This is a part of quotes and thoughts that attracted my attention, while reading the “The Halo Effect …and the Eight Other Business Delusions that Deceive Managers” by Phil Rosenzweig.
pages xxii-xxiii:
…I want you to challenge what I write rather than accept it. One of my role models here is the late Herbert Simon, father of artificial intelligence, Nobel Prize winner in economics for his work on decision making, and professor at Carnegie Mellon University from the late 1940s until his death in 2001. In his memoirs, Models of My Life, Simon described how his service on several foreign fact-finding missions in the 1960s, often time-consuming and very costly, led him to formulate his Travel Theorem, which goes like this:
Anything that can be learned by a normal American adult on a trip to a foreign country (of less than one year’s duration) can be learned more quickly, cheaply, and easily by visiting the San Diego Public Library.
The response? Simon wrote: “People react almost violently to my Travel Theorem. I try to explain that it has nothing to do with the pleasures of travel, but only with the efficiency of travel for learning. They don’t seem to hear my explanation; they remain outraged. They point out that I seem to be traveling all the time. Why shouldn’t other people travel too? After they simmer down enough to understand the theorem, they still attack шею It takes a long time to calm their passion with reason – and usually it isn’t extinguished, but temporarily subdued. Why, they think, argue with a madman?”
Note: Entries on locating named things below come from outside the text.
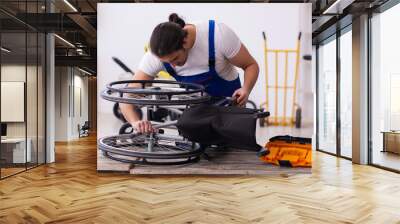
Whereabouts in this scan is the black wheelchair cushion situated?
[177,105,261,150]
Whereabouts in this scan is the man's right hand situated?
[132,120,155,134]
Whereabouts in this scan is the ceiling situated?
[0,0,386,75]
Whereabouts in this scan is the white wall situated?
[55,67,88,141]
[371,5,400,150]
[97,3,313,137]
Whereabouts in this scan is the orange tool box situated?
[260,135,312,167]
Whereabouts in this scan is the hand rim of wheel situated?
[98,134,204,159]
[101,80,210,106]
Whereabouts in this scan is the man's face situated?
[160,48,188,67]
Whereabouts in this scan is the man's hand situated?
[132,120,155,134]
[232,87,250,107]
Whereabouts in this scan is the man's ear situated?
[182,36,189,50]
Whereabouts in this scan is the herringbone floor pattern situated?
[0,134,400,224]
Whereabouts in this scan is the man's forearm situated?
[243,63,259,92]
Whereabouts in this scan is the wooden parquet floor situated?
[0,134,400,224]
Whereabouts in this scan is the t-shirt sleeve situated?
[138,51,164,77]
[218,23,242,58]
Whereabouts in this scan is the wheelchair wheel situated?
[113,103,143,123]
[101,80,210,106]
[118,122,133,135]
[99,134,204,165]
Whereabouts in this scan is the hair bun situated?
[168,13,186,28]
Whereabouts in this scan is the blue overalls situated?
[164,20,241,97]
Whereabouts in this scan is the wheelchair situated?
[98,80,269,165]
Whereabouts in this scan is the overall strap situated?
[208,20,215,71]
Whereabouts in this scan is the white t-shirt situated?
[139,21,241,81]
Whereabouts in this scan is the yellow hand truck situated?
[259,32,301,128]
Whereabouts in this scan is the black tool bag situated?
[177,105,262,151]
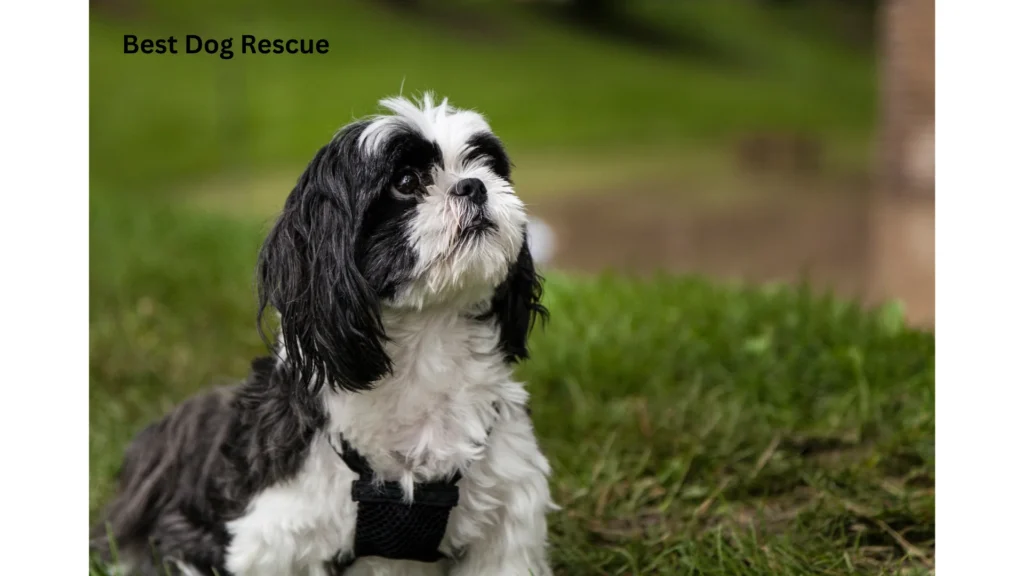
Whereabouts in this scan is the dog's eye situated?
[392,170,423,200]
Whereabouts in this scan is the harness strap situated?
[331,402,499,574]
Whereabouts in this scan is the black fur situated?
[484,235,548,363]
[257,122,440,394]
[90,104,547,576]
[465,132,512,182]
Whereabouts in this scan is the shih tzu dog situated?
[91,94,556,576]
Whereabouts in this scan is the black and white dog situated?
[92,94,556,576]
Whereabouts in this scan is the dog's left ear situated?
[490,234,548,363]
[256,148,391,392]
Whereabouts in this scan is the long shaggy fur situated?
[91,94,554,576]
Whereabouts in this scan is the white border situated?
[0,0,1024,575]
[936,0,1024,575]
[0,0,89,574]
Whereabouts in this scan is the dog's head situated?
[257,94,545,390]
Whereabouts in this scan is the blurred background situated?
[90,0,934,324]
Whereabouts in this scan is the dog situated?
[90,93,557,576]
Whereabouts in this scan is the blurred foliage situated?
[90,0,876,190]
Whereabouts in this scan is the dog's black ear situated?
[256,150,391,392]
[490,231,548,363]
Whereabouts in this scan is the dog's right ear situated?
[256,145,391,393]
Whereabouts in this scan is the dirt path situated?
[531,170,934,325]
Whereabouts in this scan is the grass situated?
[90,188,935,575]
[90,0,876,189]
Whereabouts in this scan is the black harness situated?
[338,439,462,569]
[331,404,516,574]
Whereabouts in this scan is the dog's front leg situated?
[451,405,556,576]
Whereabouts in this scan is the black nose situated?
[453,178,487,205]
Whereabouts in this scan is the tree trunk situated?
[869,0,935,326]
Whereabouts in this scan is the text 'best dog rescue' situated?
[124,34,331,60]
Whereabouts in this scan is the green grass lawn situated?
[90,194,935,575]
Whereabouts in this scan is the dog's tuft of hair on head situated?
[257,92,546,393]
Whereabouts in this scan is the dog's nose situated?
[452,178,487,205]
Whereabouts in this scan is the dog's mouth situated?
[459,216,498,238]
[458,210,498,240]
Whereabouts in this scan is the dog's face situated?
[358,97,526,307]
[257,95,544,389]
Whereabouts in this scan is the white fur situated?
[228,308,553,576]
[227,94,555,576]
[370,92,526,308]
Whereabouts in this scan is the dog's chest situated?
[326,316,518,483]
[228,311,509,575]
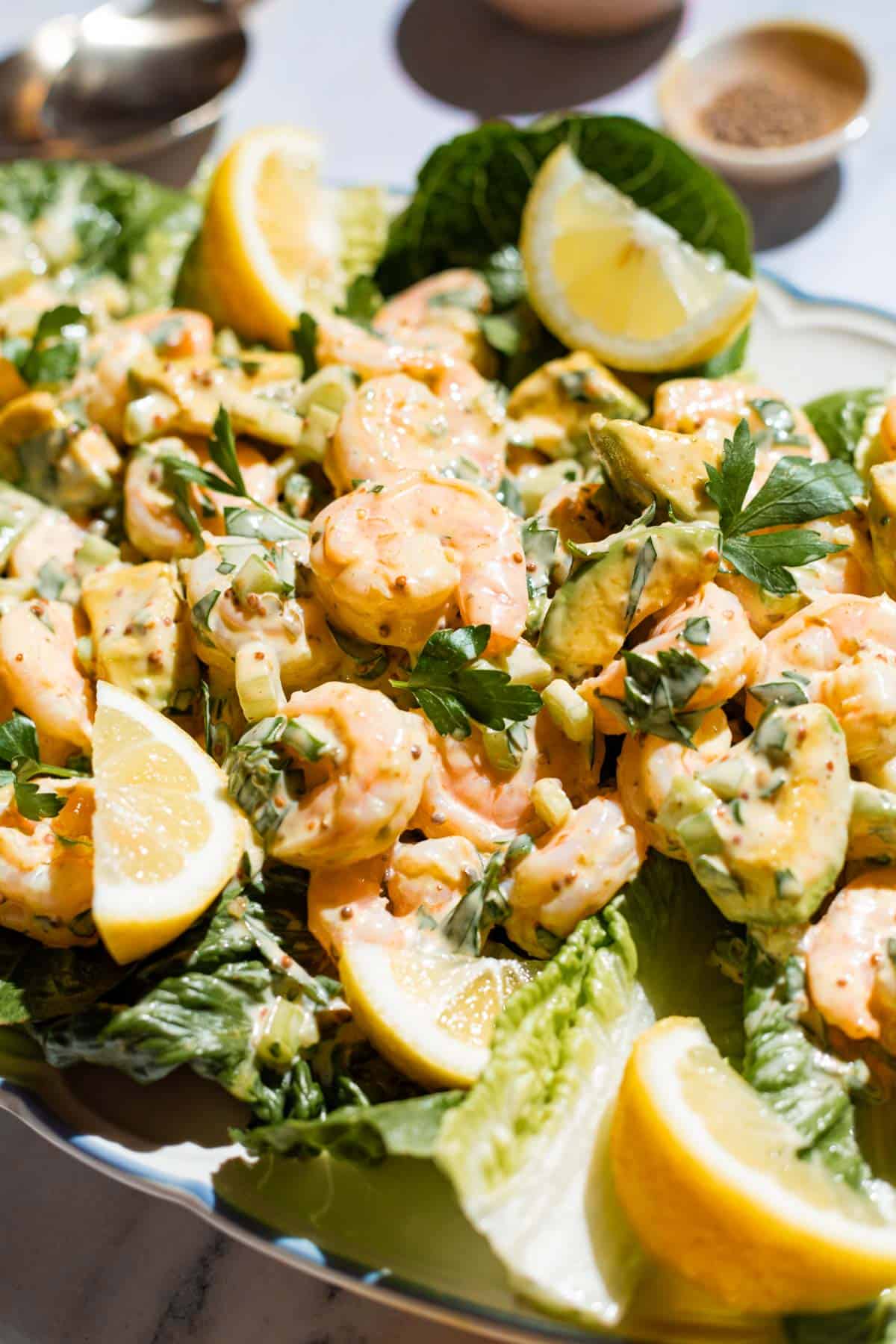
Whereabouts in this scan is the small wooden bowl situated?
[657,20,873,184]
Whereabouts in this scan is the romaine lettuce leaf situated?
[376,113,752,294]
[744,944,896,1344]
[0,160,202,312]
[0,929,131,1025]
[31,891,340,1122]
[803,387,886,462]
[743,945,871,1189]
[785,1292,896,1344]
[435,853,740,1325]
[234,1092,464,1166]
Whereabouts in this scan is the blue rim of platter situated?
[0,267,896,1344]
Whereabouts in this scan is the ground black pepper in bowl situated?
[701,79,830,149]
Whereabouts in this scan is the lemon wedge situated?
[520,145,756,373]
[193,126,385,349]
[93,682,250,964]
[612,1018,896,1312]
[338,938,535,1087]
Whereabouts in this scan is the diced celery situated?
[75,532,121,578]
[496,640,553,691]
[232,554,291,602]
[541,677,594,742]
[124,393,177,444]
[296,402,338,462]
[237,640,284,723]
[255,998,320,1074]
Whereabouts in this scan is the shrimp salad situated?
[0,139,896,1340]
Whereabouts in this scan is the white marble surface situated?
[0,0,896,1344]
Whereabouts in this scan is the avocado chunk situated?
[846,781,896,863]
[657,704,852,924]
[0,481,44,568]
[538,523,720,680]
[82,561,199,709]
[506,349,650,458]
[868,462,896,597]
[590,415,721,521]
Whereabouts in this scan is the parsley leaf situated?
[5,304,87,385]
[750,672,809,706]
[706,414,861,595]
[623,538,657,630]
[721,531,844,597]
[750,396,809,447]
[591,649,709,747]
[706,420,756,536]
[333,276,383,323]
[391,625,541,738]
[290,313,317,378]
[439,835,532,957]
[208,406,249,494]
[0,709,84,821]
[723,457,862,536]
[158,406,308,541]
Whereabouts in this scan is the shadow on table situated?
[395,0,681,119]
[735,164,842,252]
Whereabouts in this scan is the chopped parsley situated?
[706,407,861,597]
[391,625,541,738]
[0,709,84,821]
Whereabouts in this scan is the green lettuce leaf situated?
[234,1092,464,1166]
[31,891,341,1122]
[803,387,886,462]
[785,1292,896,1344]
[435,853,741,1327]
[744,945,896,1344]
[744,945,871,1189]
[0,929,131,1025]
[0,160,202,312]
[376,113,752,293]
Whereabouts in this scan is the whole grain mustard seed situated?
[701,79,832,149]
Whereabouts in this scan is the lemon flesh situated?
[520,145,756,373]
[612,1018,896,1313]
[338,938,535,1087]
[93,682,250,964]
[195,126,344,349]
Well, I think Travel Theorem is wonderful – not because I agree with it, but because it makes me think. It forces me to ask: What is the real purpose of this trip? Is it for enjoyment or for learning? If the latter, exactly what am I trying to learn, and what’s the best way to learn it? Could my time and money be better spent searching available sources rather than running off to the ends of the earth? Disagree with Simon’s Travel Theorem if you wish, but that’s not the point. The point is to force us to ask under what circumstances it’s correct and when it’s false – and that sort of critical thinking is always useful.